As mentioned above, in order to keep up with the funding model in most nonprofit and charities, the programs receiving the money are expanding exponentially. We see the program-specific staff number double or triple in a short amount of time without consideration about making the roles sustainable for new employees coming into the organization. What ends up happening is that the work load expected to be shouldered by new employees in these expanding programs are astronomical and impossible to carry in the long run, causing a seasonal staff turnover. Nonprofit work usually has a direct community service delivery model, so program coordinators are always public facing, interacting with participants of all kinds, building relationships of trust and resourcefulness to ensure the program's success. Along with all the administrative and financial responsibilities of running a program, these ground-level employees need excellent and sustained interpersonal and emotional skills that make them approachable and relatable to the participants/community members they work with.
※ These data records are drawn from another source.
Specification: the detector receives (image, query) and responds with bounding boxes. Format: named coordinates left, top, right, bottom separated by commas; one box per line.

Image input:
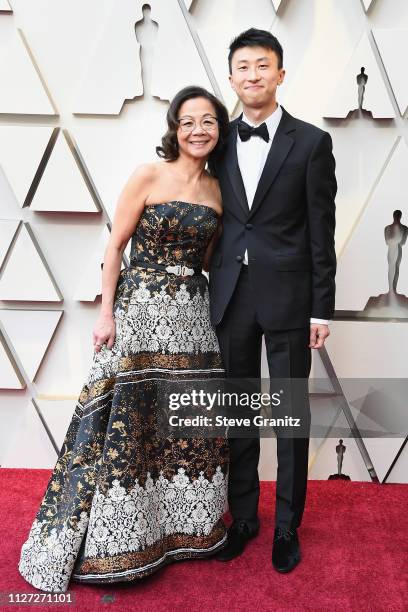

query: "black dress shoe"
left=272, top=527, right=301, bottom=573
left=215, top=521, right=259, bottom=561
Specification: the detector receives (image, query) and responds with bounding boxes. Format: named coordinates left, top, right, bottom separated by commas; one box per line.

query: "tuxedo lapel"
left=249, top=106, right=296, bottom=216
left=225, top=114, right=249, bottom=215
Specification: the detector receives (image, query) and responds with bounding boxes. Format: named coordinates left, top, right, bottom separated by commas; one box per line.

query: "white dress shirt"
left=237, top=104, right=330, bottom=325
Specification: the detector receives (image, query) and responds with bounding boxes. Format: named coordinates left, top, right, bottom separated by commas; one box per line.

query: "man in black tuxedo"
left=209, top=28, right=337, bottom=572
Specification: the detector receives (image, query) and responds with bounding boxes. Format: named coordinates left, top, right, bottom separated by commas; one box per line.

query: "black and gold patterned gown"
left=18, top=201, right=228, bottom=592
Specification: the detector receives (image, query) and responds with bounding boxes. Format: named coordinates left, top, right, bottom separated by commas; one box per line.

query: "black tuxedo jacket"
left=209, top=107, right=337, bottom=330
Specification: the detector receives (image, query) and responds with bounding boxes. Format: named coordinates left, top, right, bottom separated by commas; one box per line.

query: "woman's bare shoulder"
left=208, top=174, right=222, bottom=208
left=131, top=161, right=164, bottom=180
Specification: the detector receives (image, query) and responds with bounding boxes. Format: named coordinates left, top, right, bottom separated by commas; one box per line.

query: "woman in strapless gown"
left=18, top=88, right=228, bottom=592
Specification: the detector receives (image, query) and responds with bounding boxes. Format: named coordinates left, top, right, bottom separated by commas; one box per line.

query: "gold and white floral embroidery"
left=19, top=466, right=227, bottom=592
left=88, top=281, right=219, bottom=384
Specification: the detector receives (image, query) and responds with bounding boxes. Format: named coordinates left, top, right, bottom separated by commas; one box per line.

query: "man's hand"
left=309, top=323, right=330, bottom=348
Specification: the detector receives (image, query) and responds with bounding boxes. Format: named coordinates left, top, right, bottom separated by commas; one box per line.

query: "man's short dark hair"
left=228, top=28, right=283, bottom=74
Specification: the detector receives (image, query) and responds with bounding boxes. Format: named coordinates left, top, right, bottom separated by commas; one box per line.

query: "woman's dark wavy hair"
left=156, top=85, right=229, bottom=172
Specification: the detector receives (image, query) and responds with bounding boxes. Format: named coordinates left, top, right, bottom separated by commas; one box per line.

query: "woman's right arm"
left=93, top=164, right=156, bottom=352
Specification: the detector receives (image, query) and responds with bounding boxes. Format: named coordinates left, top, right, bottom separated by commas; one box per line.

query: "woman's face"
left=177, top=98, right=219, bottom=158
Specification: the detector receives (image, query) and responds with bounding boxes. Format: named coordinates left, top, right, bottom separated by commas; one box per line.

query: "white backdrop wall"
left=0, top=0, right=408, bottom=482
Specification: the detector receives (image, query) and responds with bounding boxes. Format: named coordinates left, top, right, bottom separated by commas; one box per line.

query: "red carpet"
left=0, top=468, right=408, bottom=612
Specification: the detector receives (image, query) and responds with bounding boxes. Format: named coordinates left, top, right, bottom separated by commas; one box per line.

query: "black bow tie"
left=238, top=119, right=269, bottom=142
Unfortunately, there is no money left over to actually provide the employees with the support and training they need to complement the extra vulnerable and emotional labour that they need to take on when working directly with community members. For example, a program coordinator needing to talk a participant their own age off a ledge during a pandemic, because they were the only person with whom the participant was able to develop a relationship. Employees doing the ground work are just not getting the resources or training they need to deal with these situations because the grants that pay for their positions don't have these considerations written into them. These positions are also often entirely dependent of the organization's ability to secure grant money for salary, so they are all working on contracts with no certainty of renewal.


“Charities and nonprofits deliver a wide range of public services and help maintain the social fabric of our country. But they often do so with short term and inadequate funding that doesn’t cover the real costs of services. This leads to a perpetual ‘starvation cycle,’ resulting in precarious jobs and an inability to plan strategically or to innovate.”

- Susan Phillips, Professor in the School of Public Policy and Administration, Carleton University


All these factors put together make these positions the perfect "coaster" positions for young employees to come in, get paid while looking for another more stable position where they have be supported and have an opportunity to grow. And this flow of employees leaving the organization is what also limits institutional knowledge, causes management to remain busy constantly hiring rather than managing and planning for the future. Your hunger for expansion is what leaves you starving.


So whose responsibility is it to tackle these disparities in funding?

I'm torn here. I very much feel like there needs to be a review of how money is granted to organizations who are meant to uphold the fabric of our societies. There is so much emphasis on reporting on how every cent is spent from the government grants, that a huge portion of a fund development employees time is allotted to filling out exit reports from existing grants rather than finding solutions to how to diversify revenue streams for organizations. This means that smaller and grassroots organizations have to spend all their time, or consistently rely on volunteers, to actively seek grants for their projects and then report on how they used the grants and how their project has changed lives. From what I can see, and from what nonprofit and charity leaders are saying, reworking limitations and the rigidity of fund reporting will really help organizations spend some time expanding their donor base and working on a more sustainable solution to their funding.


Here are some questions I'll leave here and maybe someone can share some answers.

  1. Is it really the government's role to take such an active role in shaping the views of its citizens?

  2. Shouldn't it be the other way around?